Was the fuse too hot to touch? Or just "hot" and not ready to melt?:eek:
Heat is often the enemy of electrical stuff for all the problems that it can cause. Resistance is just one. As it heats up it gets less efficient at flowing electricity so your fan speed suffers, and heat builds up.
Maybe keep that extra 25amp fuse handy just in case...

But more than just handling a higher load, it would not hurt to find out if other things are getting hot too. If the wire stays cool you're in good shape. But keep an eye on the fuse panel.

More work, but if the heat ever becomes a problem, the relay idea surfer-b posted up would be the permanent cure.

Didn't read all 28 pages, but was the 78 Chebbie vs the 92 F250 blower motor/cage comparison ever discussed. Always rather use ford parts when I can.

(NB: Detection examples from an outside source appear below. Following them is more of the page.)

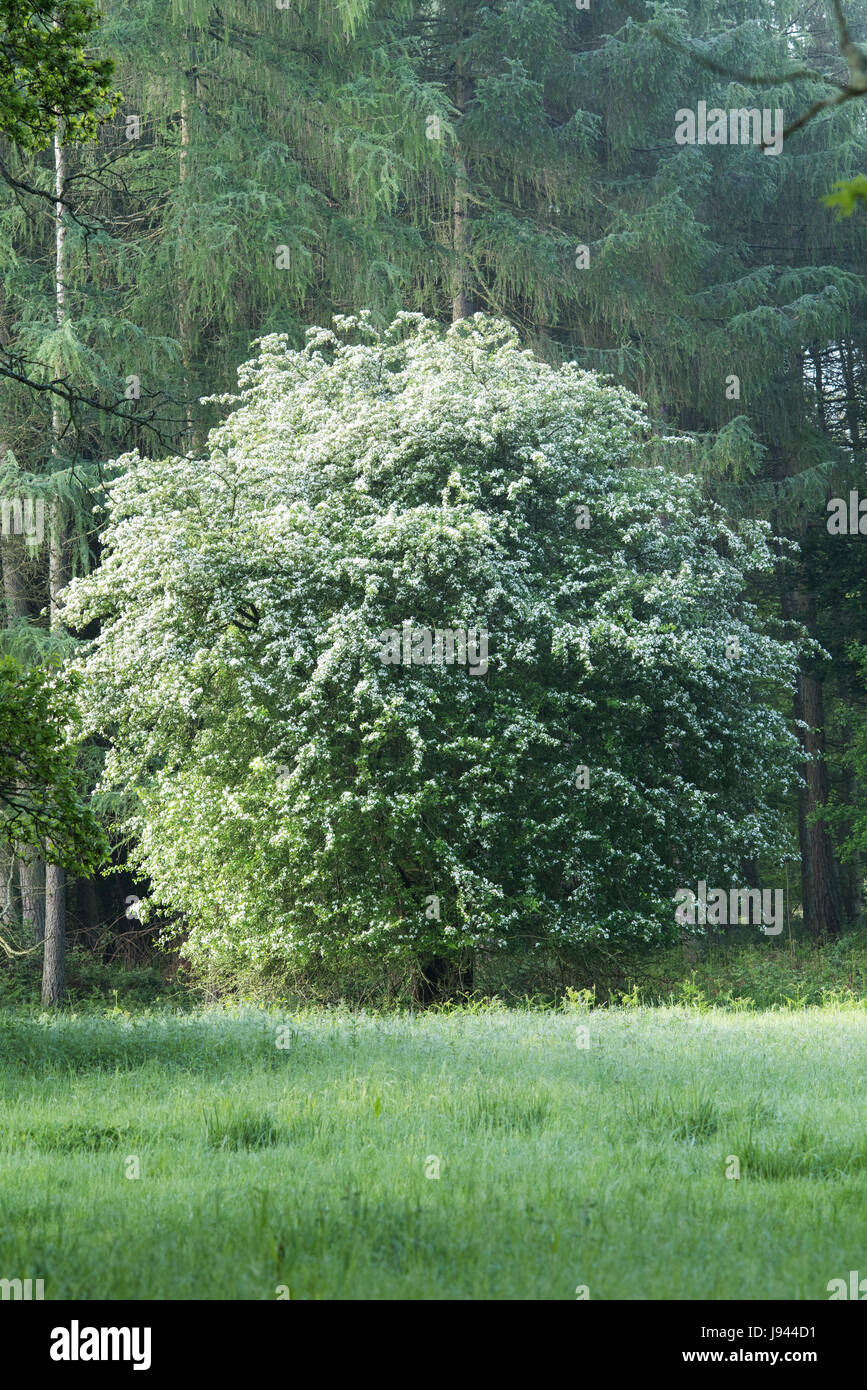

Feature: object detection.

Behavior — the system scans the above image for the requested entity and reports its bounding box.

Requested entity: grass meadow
[0,997,867,1300]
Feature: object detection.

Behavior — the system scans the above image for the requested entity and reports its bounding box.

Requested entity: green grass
[0,1005,867,1300]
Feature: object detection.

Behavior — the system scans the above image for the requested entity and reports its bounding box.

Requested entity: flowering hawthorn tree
[67,313,799,989]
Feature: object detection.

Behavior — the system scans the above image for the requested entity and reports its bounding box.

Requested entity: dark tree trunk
[781,588,843,940]
[42,865,67,1009]
[18,853,44,941]
[415,955,472,1005]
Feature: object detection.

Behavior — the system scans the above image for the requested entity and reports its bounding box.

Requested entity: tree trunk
[42,865,67,1009]
[414,955,474,1006]
[452,65,471,324]
[781,569,843,940]
[841,767,864,926]
[18,853,44,941]
[42,120,67,1009]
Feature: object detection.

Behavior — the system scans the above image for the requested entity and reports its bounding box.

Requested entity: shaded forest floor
[0,1001,867,1300]
[0,927,867,1013]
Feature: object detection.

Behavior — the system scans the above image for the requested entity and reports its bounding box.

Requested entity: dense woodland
[0,0,867,1002]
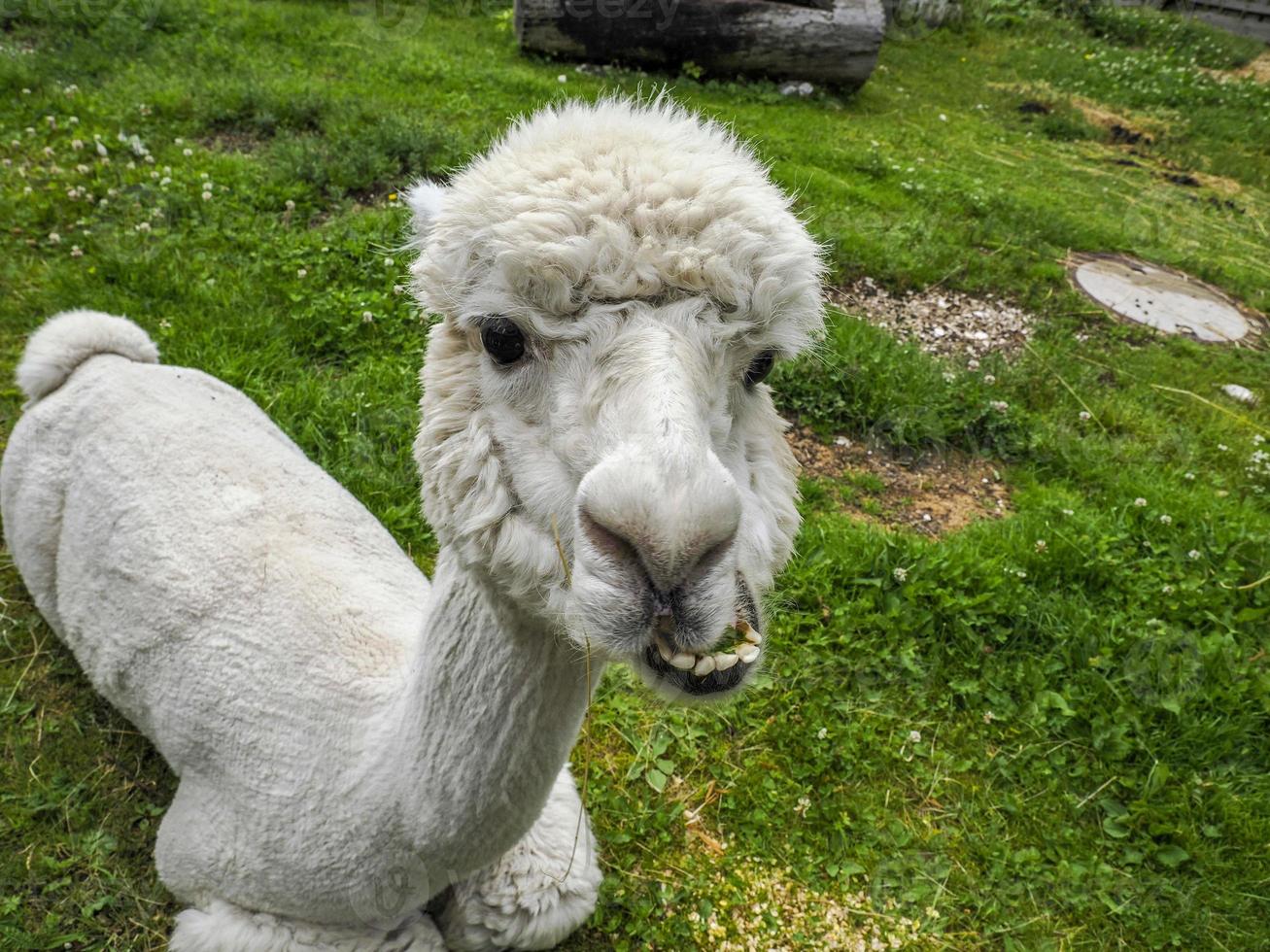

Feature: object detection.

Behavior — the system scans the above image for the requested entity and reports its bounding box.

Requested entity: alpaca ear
[405,179,447,246]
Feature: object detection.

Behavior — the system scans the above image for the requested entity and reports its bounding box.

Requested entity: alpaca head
[410,100,822,697]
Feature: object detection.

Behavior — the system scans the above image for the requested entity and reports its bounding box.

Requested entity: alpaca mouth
[644,617,764,697]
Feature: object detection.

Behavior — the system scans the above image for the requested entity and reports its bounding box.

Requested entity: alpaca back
[0,319,428,794]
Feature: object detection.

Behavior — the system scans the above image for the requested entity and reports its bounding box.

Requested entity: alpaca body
[0,99,823,952]
[3,316,586,923]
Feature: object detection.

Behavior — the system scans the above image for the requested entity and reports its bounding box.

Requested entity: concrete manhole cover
[1068,254,1263,345]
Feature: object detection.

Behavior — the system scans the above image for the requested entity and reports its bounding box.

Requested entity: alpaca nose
[578,455,740,593]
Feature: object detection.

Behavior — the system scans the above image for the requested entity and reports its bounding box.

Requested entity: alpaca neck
[384,550,601,878]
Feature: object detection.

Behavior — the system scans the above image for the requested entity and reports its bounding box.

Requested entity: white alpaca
[0,102,820,952]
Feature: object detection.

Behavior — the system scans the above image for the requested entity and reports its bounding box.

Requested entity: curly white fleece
[409,96,824,611]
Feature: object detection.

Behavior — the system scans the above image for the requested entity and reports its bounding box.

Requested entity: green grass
[0,0,1270,949]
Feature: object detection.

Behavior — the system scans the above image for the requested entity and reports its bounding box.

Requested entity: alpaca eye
[480,318,525,367]
[745,351,776,388]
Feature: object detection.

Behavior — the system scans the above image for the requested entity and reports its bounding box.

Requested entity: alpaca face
[411,103,820,698]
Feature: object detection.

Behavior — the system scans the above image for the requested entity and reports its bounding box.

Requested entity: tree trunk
[516,0,885,88]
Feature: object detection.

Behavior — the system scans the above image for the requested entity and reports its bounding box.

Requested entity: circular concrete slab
[1068,254,1262,344]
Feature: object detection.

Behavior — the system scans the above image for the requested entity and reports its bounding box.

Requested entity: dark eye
[480,318,525,365]
[745,351,776,388]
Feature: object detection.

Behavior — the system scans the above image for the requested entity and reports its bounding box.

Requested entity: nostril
[578,506,640,564]
[688,528,737,581]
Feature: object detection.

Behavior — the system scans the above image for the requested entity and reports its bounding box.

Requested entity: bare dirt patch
[785,426,1011,537]
[1199,51,1270,83]
[198,129,264,153]
[827,278,1037,369]
[1071,96,1165,146]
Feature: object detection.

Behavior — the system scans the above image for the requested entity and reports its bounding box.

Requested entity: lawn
[0,0,1270,949]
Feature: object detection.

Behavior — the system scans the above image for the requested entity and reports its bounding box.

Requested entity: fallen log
[516,0,885,90]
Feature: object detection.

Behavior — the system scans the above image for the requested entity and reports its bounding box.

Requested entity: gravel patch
[785,426,1013,538]
[827,278,1038,368]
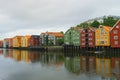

Good question. I know it's come up many times, but I don't remember anyone ever mentioning that they did both, or had two Broncos side-by-side where they could be compared.
That would be a very interesting thread.
I don't have a problem with the Chevy part, especially as a long used tried-and-true fix. But if I can use a Ford part that's just as good, I like that idea even more.

I haven't read all the posts on this but if it hasn't already been mentioned I always add a relay for the heater motor, this way it want be using the stock harness to power the motor, this will take a lot of load off the stock wiring.

That's been the savior of many an old wiring harness.

The heater switch is only used to activate the relay, just add the relay before the resistor harness so will still retain the 2 speed adjustment and add an inline fuse for the relay.

You mean put it before the switch?
I've used a single one in the high speed circuit after the switch, but could see using two after the switch too. One for high and one for low. I don't think I've used one before the switch before. But that would certainly simplify things.
Would not take any load off the switch itself, but the switch is not usually the problem anyway. And it would still take the load off of the rest of the stock wiring and fuses and associated contacts.

Or are you talking about just the high-speed side getting a relay?